購入する際は、どこが販売しているものかをきちんと確認しましょう。

信頼できる会社かどうかは大きなポイントです。他にも原材料や栄養成分はもちろん、きちんと利用方法も確認して適切に利用しましょう。

また、問い合わせ先も確認し、不安なことがあれば問い合わせをして不安を取り除きましょう。

サプリメントと上手に付き合っていきましょう

サプリメントは食事の代わりにはなりません。あくまでも補助的なものです。

好き嫌いや低身長など子どものことが心配な気持ちになりますが、まずは食事からしっかり栄養素を摂取できるように整えていく必要があります。

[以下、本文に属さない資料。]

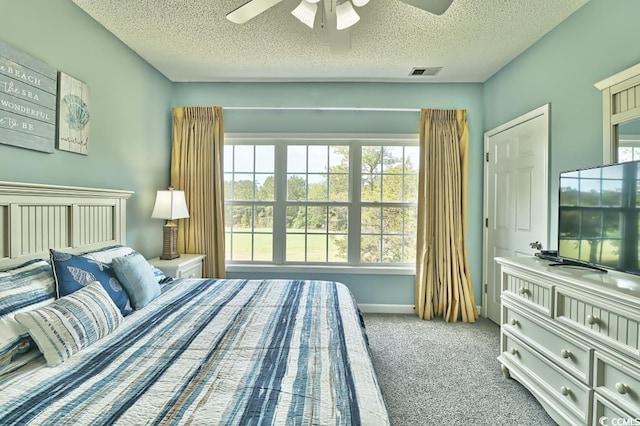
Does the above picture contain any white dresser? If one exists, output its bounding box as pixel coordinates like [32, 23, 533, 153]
[496, 257, 640, 426]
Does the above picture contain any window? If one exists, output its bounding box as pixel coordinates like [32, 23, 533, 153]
[224, 136, 419, 266]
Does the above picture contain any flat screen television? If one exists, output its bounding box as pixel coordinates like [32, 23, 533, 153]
[558, 161, 640, 274]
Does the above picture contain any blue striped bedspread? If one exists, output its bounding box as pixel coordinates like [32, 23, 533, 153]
[0, 279, 389, 425]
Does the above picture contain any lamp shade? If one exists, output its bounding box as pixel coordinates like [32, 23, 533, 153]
[291, 0, 318, 28]
[151, 189, 189, 220]
[336, 1, 360, 30]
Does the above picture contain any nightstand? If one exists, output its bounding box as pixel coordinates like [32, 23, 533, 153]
[149, 254, 205, 278]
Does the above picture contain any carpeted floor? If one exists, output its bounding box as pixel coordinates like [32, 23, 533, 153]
[364, 314, 555, 426]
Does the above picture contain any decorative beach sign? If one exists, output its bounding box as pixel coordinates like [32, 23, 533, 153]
[57, 72, 91, 155]
[0, 41, 57, 153]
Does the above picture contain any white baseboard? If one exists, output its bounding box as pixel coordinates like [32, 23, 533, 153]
[358, 303, 482, 316]
[358, 303, 416, 314]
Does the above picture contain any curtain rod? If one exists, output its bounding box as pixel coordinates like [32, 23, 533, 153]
[222, 106, 420, 112]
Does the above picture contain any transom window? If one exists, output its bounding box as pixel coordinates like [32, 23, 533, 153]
[224, 137, 419, 265]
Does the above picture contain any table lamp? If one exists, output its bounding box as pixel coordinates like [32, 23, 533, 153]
[151, 187, 189, 260]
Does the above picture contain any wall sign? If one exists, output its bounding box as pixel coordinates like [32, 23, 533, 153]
[58, 72, 91, 155]
[0, 41, 57, 153]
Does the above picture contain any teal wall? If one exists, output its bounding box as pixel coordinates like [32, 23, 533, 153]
[484, 0, 640, 248]
[0, 0, 171, 256]
[0, 0, 640, 305]
[173, 83, 484, 305]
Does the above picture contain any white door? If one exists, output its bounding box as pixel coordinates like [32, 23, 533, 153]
[483, 104, 549, 324]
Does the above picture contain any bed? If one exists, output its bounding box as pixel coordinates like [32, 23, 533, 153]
[0, 182, 389, 425]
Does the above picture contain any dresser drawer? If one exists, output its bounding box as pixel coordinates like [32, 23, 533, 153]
[501, 274, 553, 317]
[502, 301, 593, 383]
[500, 332, 593, 424]
[591, 393, 640, 426]
[554, 288, 640, 357]
[593, 351, 640, 417]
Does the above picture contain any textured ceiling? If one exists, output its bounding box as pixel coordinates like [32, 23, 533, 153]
[73, 0, 588, 82]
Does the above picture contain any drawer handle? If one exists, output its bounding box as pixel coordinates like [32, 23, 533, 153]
[616, 382, 629, 395]
[587, 314, 600, 325]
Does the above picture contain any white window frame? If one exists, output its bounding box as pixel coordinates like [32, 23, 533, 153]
[225, 133, 419, 275]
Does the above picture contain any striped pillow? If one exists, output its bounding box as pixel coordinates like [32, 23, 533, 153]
[16, 281, 123, 367]
[0, 259, 56, 376]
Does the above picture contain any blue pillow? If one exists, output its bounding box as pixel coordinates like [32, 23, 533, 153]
[50, 249, 133, 315]
[111, 253, 160, 310]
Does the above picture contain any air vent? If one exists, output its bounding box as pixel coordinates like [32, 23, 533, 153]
[409, 67, 442, 77]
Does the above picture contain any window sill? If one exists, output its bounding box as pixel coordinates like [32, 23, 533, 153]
[225, 263, 416, 275]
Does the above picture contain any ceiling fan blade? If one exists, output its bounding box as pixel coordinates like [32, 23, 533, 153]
[227, 0, 282, 24]
[323, 0, 351, 53]
[400, 0, 453, 15]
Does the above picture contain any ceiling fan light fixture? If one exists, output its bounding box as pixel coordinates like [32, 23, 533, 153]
[351, 0, 369, 7]
[291, 0, 319, 28]
[336, 0, 360, 30]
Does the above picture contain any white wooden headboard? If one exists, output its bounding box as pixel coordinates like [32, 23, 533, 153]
[0, 181, 133, 269]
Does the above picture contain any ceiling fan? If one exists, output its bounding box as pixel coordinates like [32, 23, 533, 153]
[227, 0, 453, 52]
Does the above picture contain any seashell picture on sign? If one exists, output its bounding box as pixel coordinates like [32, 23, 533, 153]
[57, 72, 91, 155]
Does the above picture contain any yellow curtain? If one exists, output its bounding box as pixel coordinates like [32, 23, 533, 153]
[415, 109, 478, 322]
[171, 107, 225, 278]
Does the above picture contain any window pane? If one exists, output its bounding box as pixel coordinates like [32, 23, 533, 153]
[255, 206, 273, 232]
[329, 206, 349, 233]
[231, 234, 251, 260]
[382, 207, 404, 234]
[309, 175, 327, 201]
[403, 175, 418, 203]
[383, 146, 403, 173]
[233, 206, 253, 231]
[329, 146, 349, 173]
[360, 207, 382, 234]
[404, 233, 416, 263]
[404, 207, 418, 235]
[307, 207, 327, 233]
[233, 145, 254, 173]
[256, 145, 275, 173]
[256, 175, 275, 201]
[382, 175, 402, 202]
[329, 175, 349, 201]
[329, 235, 348, 262]
[361, 146, 382, 174]
[287, 145, 307, 173]
[223, 145, 234, 172]
[287, 175, 307, 201]
[253, 234, 273, 261]
[224, 173, 233, 201]
[286, 234, 305, 262]
[307, 234, 327, 262]
[382, 235, 404, 263]
[233, 174, 254, 201]
[360, 235, 380, 263]
[361, 175, 381, 201]
[404, 146, 420, 173]
[287, 206, 307, 232]
[308, 145, 329, 173]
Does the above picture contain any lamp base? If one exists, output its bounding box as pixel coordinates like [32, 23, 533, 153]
[160, 220, 180, 260]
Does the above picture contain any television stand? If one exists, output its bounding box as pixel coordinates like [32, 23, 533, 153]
[549, 259, 608, 274]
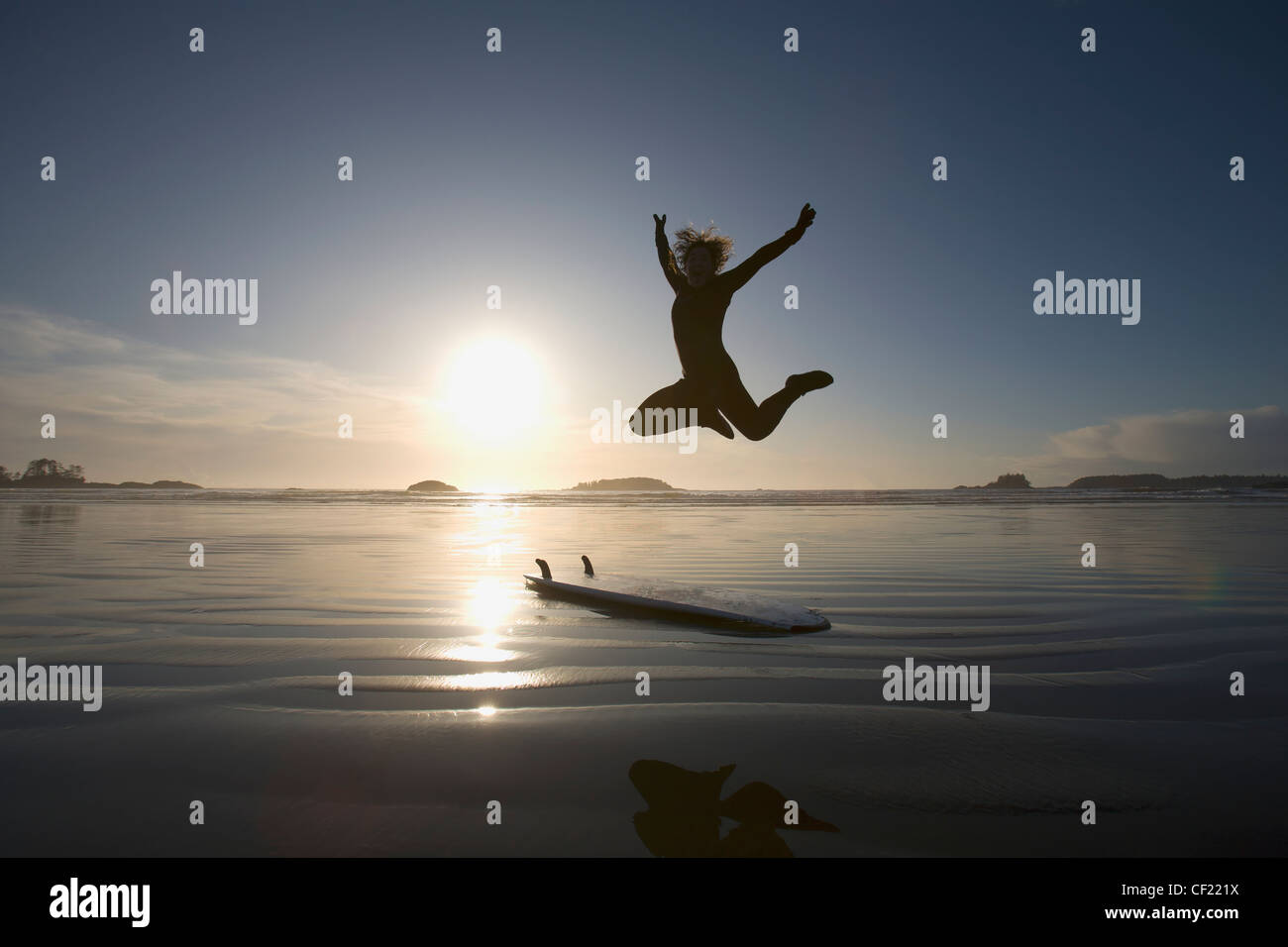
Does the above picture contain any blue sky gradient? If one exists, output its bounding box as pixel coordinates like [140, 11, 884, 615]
[0, 3, 1288, 488]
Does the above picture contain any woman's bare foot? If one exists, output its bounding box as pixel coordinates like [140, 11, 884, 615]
[783, 368, 834, 398]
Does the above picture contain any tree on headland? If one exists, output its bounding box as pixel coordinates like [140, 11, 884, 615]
[20, 458, 85, 483]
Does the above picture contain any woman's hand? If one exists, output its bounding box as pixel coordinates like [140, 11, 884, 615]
[789, 201, 814, 240]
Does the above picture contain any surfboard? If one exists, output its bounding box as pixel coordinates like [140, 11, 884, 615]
[523, 556, 832, 633]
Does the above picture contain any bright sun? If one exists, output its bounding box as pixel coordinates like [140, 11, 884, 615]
[445, 339, 541, 441]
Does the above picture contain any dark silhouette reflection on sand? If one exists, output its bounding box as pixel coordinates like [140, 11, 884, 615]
[628, 760, 841, 858]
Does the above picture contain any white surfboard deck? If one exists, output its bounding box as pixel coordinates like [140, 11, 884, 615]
[523, 561, 832, 633]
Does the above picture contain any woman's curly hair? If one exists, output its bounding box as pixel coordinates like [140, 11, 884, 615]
[675, 223, 733, 273]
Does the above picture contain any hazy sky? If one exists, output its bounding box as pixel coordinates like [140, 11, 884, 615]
[0, 0, 1288, 489]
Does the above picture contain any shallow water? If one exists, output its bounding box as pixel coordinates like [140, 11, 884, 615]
[0, 489, 1288, 856]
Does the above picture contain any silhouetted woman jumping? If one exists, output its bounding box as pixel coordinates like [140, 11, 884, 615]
[631, 204, 832, 441]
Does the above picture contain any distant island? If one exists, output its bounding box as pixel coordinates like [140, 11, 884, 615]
[1068, 474, 1288, 489]
[953, 474, 1033, 489]
[570, 476, 682, 492]
[0, 458, 205, 489]
[953, 474, 1288, 492]
[407, 480, 460, 493]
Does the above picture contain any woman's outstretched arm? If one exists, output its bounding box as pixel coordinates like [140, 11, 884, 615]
[653, 214, 684, 292]
[717, 204, 814, 292]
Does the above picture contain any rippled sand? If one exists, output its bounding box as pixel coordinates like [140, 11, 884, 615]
[0, 491, 1288, 856]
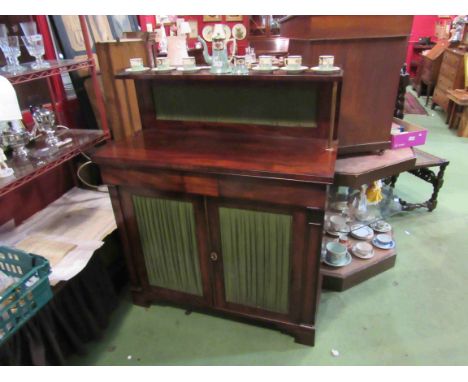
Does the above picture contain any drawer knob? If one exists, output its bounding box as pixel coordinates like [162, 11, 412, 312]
[210, 252, 218, 261]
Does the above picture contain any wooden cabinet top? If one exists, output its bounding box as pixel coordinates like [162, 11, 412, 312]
[93, 127, 336, 183]
[116, 69, 343, 82]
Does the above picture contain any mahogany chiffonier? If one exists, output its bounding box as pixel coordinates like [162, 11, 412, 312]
[93, 71, 342, 345]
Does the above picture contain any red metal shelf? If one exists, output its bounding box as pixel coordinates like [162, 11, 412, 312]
[0, 129, 109, 198]
[4, 59, 94, 85]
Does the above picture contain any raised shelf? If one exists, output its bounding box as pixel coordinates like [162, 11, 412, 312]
[2, 59, 94, 85]
[320, 234, 397, 291]
[116, 69, 343, 82]
[0, 129, 107, 197]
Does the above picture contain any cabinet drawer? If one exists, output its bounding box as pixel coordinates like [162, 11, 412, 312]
[439, 66, 457, 81]
[437, 76, 453, 91]
[102, 167, 326, 209]
[442, 51, 461, 68]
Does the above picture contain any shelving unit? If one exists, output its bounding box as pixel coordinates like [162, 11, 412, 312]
[0, 16, 110, 219]
[0, 129, 107, 198]
[3, 59, 94, 85]
[320, 234, 397, 291]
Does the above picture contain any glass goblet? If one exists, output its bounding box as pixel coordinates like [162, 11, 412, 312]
[21, 34, 50, 69]
[0, 36, 26, 74]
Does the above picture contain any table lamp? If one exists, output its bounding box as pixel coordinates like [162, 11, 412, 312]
[0, 76, 23, 178]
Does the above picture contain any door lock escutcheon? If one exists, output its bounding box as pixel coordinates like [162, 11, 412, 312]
[210, 251, 218, 261]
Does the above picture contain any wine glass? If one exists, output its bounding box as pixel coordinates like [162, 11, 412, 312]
[20, 21, 37, 36]
[21, 34, 50, 69]
[0, 36, 26, 73]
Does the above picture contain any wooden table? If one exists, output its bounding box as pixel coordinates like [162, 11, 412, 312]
[445, 89, 468, 137]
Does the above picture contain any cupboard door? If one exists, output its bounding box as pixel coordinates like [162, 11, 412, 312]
[126, 191, 211, 302]
[209, 202, 304, 318]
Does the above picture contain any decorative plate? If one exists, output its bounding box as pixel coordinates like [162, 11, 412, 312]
[223, 24, 231, 40]
[151, 66, 175, 73]
[323, 252, 352, 268]
[280, 66, 308, 74]
[125, 66, 149, 72]
[372, 237, 395, 249]
[202, 25, 213, 42]
[232, 24, 247, 40]
[351, 224, 374, 240]
[310, 66, 341, 74]
[252, 66, 279, 73]
[351, 244, 375, 260]
[370, 222, 392, 233]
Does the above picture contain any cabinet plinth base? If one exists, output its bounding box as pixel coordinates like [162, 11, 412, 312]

少食や好き嫌いが多くて食べない場合でも、厚生労働省が示している発育曲線や成長曲線の範囲内ならば問題はありません。

もし範囲外になってしまった場合は、自己判断せず栄養士や医師に相談しましょう。

子どもの体にも個体差がありますので、少し長い目で見守ってあげることも大切です。

また、過度な期待を持つことも厳禁です。サプリメントはあくまでも補助的なものであることを忘れてはいけません。

サプリメントと上手く付き合いながら、子どもの成長を楽しむ心の余裕が持てると、子どもにもよい影響となっていくはずです。